If your pipeline can accept multiple spectrum types, use a `Union`:

```python
from typing import Union
from astra.models.apogee import ApogeeCoaddedSpectrumInApStar

def rocket(
    spectra: Iterable[Union[BossVisitSpectrum, ApogeeCoaddedSpectrumInApStar]],
    **kwargs,
) -> Iterable[Rocket]:
    ...
```

### Yielding partial or flagged results

When a spectrum cannot be processed (e.g., wrong target type, too low S/N), yield a result with the appropriate flag set and no parameter values. This records that the pipeline has seen this spectrum, preventing it from being re-queued:

```python
yield Rocket.from_spectrum(spectrum, flag_low_snr=True)
```

Because parameter fields are `null=True`, the unfilled fields will be `NULL` in the database.
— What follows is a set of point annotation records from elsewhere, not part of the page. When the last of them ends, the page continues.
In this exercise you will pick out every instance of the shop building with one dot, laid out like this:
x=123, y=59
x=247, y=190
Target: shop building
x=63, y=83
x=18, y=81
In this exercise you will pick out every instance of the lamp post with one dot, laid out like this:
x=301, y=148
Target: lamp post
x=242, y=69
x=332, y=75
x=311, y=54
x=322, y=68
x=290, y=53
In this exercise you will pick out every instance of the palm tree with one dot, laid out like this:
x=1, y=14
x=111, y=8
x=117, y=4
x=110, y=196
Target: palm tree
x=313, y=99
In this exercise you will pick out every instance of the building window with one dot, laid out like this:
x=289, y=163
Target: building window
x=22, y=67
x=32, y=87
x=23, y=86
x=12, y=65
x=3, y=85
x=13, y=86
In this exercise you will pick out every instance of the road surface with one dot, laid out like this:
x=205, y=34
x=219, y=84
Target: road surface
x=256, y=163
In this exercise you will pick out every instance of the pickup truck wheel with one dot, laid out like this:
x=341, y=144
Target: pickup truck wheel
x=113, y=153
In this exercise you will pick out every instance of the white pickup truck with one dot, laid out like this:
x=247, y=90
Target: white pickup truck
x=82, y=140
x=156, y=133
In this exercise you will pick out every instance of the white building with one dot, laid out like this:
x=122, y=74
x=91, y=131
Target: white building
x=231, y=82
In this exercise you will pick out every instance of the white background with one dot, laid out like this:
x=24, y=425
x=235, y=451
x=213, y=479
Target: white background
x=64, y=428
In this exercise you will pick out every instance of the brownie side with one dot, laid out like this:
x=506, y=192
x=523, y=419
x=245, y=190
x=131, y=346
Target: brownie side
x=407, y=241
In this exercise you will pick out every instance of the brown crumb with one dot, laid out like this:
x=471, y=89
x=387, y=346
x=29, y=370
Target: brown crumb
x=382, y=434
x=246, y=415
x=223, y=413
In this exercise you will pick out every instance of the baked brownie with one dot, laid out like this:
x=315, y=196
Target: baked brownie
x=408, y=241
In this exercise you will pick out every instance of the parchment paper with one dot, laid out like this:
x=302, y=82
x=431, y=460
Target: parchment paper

## Step 3: Run the pipeline

### From Python

```python
from astra.models.boss import BossVisitSpectrum
from astra.pipelines.rocket import rocket

spectra = BossVisitSpectrum.select().limit(10)
for result in rocket(spectra):
    print(result.teff, result.logg)
```

### From the CLI

```bash
# Run locally
astra run rocket BossVisitSpectrum --limit 100

# Submit to Slurm
astra srun rocket BossVisitSpectrum --nodes 4 --time="24:00:00"
```

The CLI resolves the task name (`rocket`) to the pipeline function and the input model name (`BossVisitSpectrum`) to the ORM class. It then calls `generate_queries_for_task` to find unprocessed spectra and passes them to the task.

## Real-world example: Corv

The `corv` pipeline in `src/astra/pipelines/corv/__init__.py` is a good compact example. It:

1. Accepts `BossVisitSpectrum` and returns `Corv` results.
2. Checks pre-conditions (is the source a white dwarf? does it have a DA classification from SnowWhite?) and yields flagged results for spectra that do not pass.
3. Submits fitting work to a `ProcessPoolExecutor` for parallelism.
4. Yields `Corv(...)` instances (not using `from_spectrum` in the worker, since database connections cannot cross process boundaries -- instead it constructs the object directly with `source_pk` and `spectrum_pk`).

The corresponding model is in `src/astra/models/corv.py` and defines output fields for radial velocity, stellar parameters, initial values, and quality flags.